# Interview Task for Machine Learning Engineer / Data Scientist Role
## Instructions

**Data**

The data set contains rental property listings from a real estate platform with related information, such as living area size, rent, the location (street and house number, if available, ZIP code and state), type of energy etc. It also has two variables containing longer free text descriptions: description with a text describing the offer and facilities describing all available facilities, newest renovation etc. 

**Task**

- 1. Please train a machine learning model to predict the total rent using only the structural data (without “description” and “facilities” fields).  
- 2. Please train a machine learning model to predict the total rent using both the structural data AND text data (“description” and “facilities” fields). 

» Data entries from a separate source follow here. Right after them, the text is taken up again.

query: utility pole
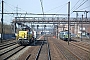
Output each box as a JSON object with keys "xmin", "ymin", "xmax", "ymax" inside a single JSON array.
[
  {"xmin": 73, "ymin": 18, "xmax": 75, "ymax": 34},
  {"xmin": 76, "ymin": 13, "xmax": 78, "ymax": 34},
  {"xmin": 1, "ymin": 0, "xmax": 4, "ymax": 43},
  {"xmin": 68, "ymin": 1, "xmax": 70, "ymax": 45},
  {"xmin": 85, "ymin": 11, "xmax": 88, "ymax": 19},
  {"xmin": 15, "ymin": 6, "xmax": 18, "ymax": 33},
  {"xmin": 81, "ymin": 15, "xmax": 83, "ymax": 41},
  {"xmin": 57, "ymin": 25, "xmax": 58, "ymax": 39},
  {"xmin": 44, "ymin": 25, "xmax": 46, "ymax": 40},
  {"xmin": 37, "ymin": 25, "xmax": 39, "ymax": 38}
]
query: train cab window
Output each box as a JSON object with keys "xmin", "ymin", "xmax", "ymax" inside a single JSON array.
[{"xmin": 22, "ymin": 28, "xmax": 27, "ymax": 31}]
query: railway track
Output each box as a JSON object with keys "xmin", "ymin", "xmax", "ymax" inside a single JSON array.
[
  {"xmin": 15, "ymin": 36, "xmax": 45, "ymax": 60},
  {"xmin": 16, "ymin": 40, "xmax": 43, "ymax": 60},
  {"xmin": 34, "ymin": 37, "xmax": 51, "ymax": 60},
  {"xmin": 50, "ymin": 38, "xmax": 82, "ymax": 60},
  {"xmin": 0, "ymin": 39, "xmax": 15, "ymax": 45},
  {"xmin": 49, "ymin": 39, "xmax": 65, "ymax": 60},
  {"xmin": 0, "ymin": 45, "xmax": 26, "ymax": 60},
  {"xmin": 25, "ymin": 53, "xmax": 31, "ymax": 60},
  {"xmin": 0, "ymin": 41, "xmax": 17, "ymax": 50},
  {"xmin": 2, "ymin": 35, "xmax": 88, "ymax": 60},
  {"xmin": 70, "ymin": 42, "xmax": 90, "ymax": 53},
  {"xmin": 18, "ymin": 40, "xmax": 43, "ymax": 60},
  {"xmin": 0, "ymin": 44, "xmax": 20, "ymax": 56},
  {"xmin": 0, "ymin": 40, "xmax": 16, "ymax": 46},
  {"xmin": 0, "ymin": 39, "xmax": 27, "ymax": 60}
]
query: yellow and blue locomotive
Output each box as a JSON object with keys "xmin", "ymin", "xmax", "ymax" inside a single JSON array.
[{"xmin": 16, "ymin": 27, "xmax": 34, "ymax": 45}]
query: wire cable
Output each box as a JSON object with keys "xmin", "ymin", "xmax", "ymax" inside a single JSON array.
[
  {"xmin": 3, "ymin": 8, "xmax": 15, "ymax": 17},
  {"xmin": 4, "ymin": 1, "xmax": 16, "ymax": 12},
  {"xmin": 53, "ymin": 4, "xmax": 67, "ymax": 17},
  {"xmin": 75, "ymin": 0, "xmax": 88, "ymax": 10},
  {"xmin": 79, "ymin": 5, "xmax": 90, "ymax": 10},
  {"xmin": 4, "ymin": 1, "xmax": 25, "ymax": 12},
  {"xmin": 70, "ymin": 0, "xmax": 88, "ymax": 14},
  {"xmin": 4, "ymin": 1, "xmax": 35, "ymax": 15},
  {"xmin": 55, "ymin": 4, "xmax": 67, "ymax": 13},
  {"xmin": 70, "ymin": 0, "xmax": 81, "ymax": 11},
  {"xmin": 45, "ymin": 3, "xmax": 67, "ymax": 13},
  {"xmin": 2, "ymin": 9, "xmax": 15, "ymax": 23}
]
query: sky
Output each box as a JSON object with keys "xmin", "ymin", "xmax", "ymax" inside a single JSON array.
[{"xmin": 0, "ymin": 0, "xmax": 90, "ymax": 24}]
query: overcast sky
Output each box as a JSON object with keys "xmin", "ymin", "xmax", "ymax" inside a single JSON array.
[{"xmin": 0, "ymin": 0, "xmax": 90, "ymax": 24}]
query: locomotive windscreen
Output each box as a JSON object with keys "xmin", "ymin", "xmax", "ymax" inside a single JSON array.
[{"xmin": 22, "ymin": 27, "xmax": 30, "ymax": 31}]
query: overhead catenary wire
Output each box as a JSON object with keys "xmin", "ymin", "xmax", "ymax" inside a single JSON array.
[
  {"xmin": 2, "ymin": 8, "xmax": 15, "ymax": 23},
  {"xmin": 0, "ymin": 1, "xmax": 16, "ymax": 23},
  {"xmin": 70, "ymin": 0, "xmax": 88, "ymax": 14},
  {"xmin": 1, "ymin": 1, "xmax": 37, "ymax": 23},
  {"xmin": 1, "ymin": 0, "xmax": 12, "ymax": 24},
  {"xmin": 75, "ymin": 0, "xmax": 88, "ymax": 10},
  {"xmin": 4, "ymin": 1, "xmax": 16, "ymax": 12},
  {"xmin": 1, "ymin": 1, "xmax": 68, "ymax": 16},
  {"xmin": 70, "ymin": 0, "xmax": 84, "ymax": 14},
  {"xmin": 45, "ymin": 3, "xmax": 67, "ymax": 13},
  {"xmin": 70, "ymin": 0, "xmax": 81, "ymax": 11},
  {"xmin": 53, "ymin": 3, "xmax": 67, "ymax": 17},
  {"xmin": 79, "ymin": 5, "xmax": 90, "ymax": 10},
  {"xmin": 1, "ymin": 7, "xmax": 15, "ymax": 17},
  {"xmin": 4, "ymin": 1, "xmax": 25, "ymax": 12},
  {"xmin": 43, "ymin": 2, "xmax": 67, "ymax": 18},
  {"xmin": 0, "ymin": 1, "xmax": 21, "ymax": 19},
  {"xmin": 55, "ymin": 4, "xmax": 67, "ymax": 14},
  {"xmin": 3, "ymin": 1, "xmax": 35, "ymax": 15}
]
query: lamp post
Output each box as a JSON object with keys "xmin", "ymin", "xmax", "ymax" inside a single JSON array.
[{"xmin": 1, "ymin": 0, "xmax": 4, "ymax": 43}]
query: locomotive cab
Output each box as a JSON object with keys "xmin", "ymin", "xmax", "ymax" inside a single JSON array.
[{"xmin": 16, "ymin": 27, "xmax": 34, "ymax": 45}]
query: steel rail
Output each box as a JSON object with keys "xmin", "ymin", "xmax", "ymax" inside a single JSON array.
[
  {"xmin": 35, "ymin": 41, "xmax": 43, "ymax": 60},
  {"xmin": 0, "ymin": 45, "xmax": 20, "ymax": 56},
  {"xmin": 0, "ymin": 39, "xmax": 15, "ymax": 45},
  {"xmin": 50, "ymin": 38, "xmax": 69, "ymax": 60},
  {"xmin": 60, "ymin": 43, "xmax": 82, "ymax": 60},
  {"xmin": 70, "ymin": 42, "xmax": 90, "ymax": 53},
  {"xmin": 0, "ymin": 42, "xmax": 16, "ymax": 50},
  {"xmin": 0, "ymin": 41, "xmax": 16, "ymax": 47},
  {"xmin": 47, "ymin": 38, "xmax": 51, "ymax": 60},
  {"xmin": 25, "ymin": 53, "xmax": 31, "ymax": 60},
  {"xmin": 51, "ymin": 38, "xmax": 82, "ymax": 60},
  {"xmin": 3, "ymin": 46, "xmax": 26, "ymax": 60},
  {"xmin": 58, "ymin": 39, "xmax": 82, "ymax": 60}
]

We expect the performance reporting to conform to the expected ML best practices, i.e. please split the data set to necessary groups (train, validation, test). 

One can ignore some of the fields during prediction. Please provide some discussion on the feature processing, model selection, model performance and comparison of two models and any possible improvements. Please provide the trained ML model files as well.

We expect a git repo (link shared privately with us) that contains your solution in Python 3 language.

Additional points will be considered for DB schema design and access (postgreSQL preferred), model versioning, containerization, CI/CD and testing.

**Author information**:

Fernando Pozo

- [GitHub (github.com/fpozoc)](https://github.com/fpozoc)
- [Homepage (fpozoc.com)](https://fpozoc.com)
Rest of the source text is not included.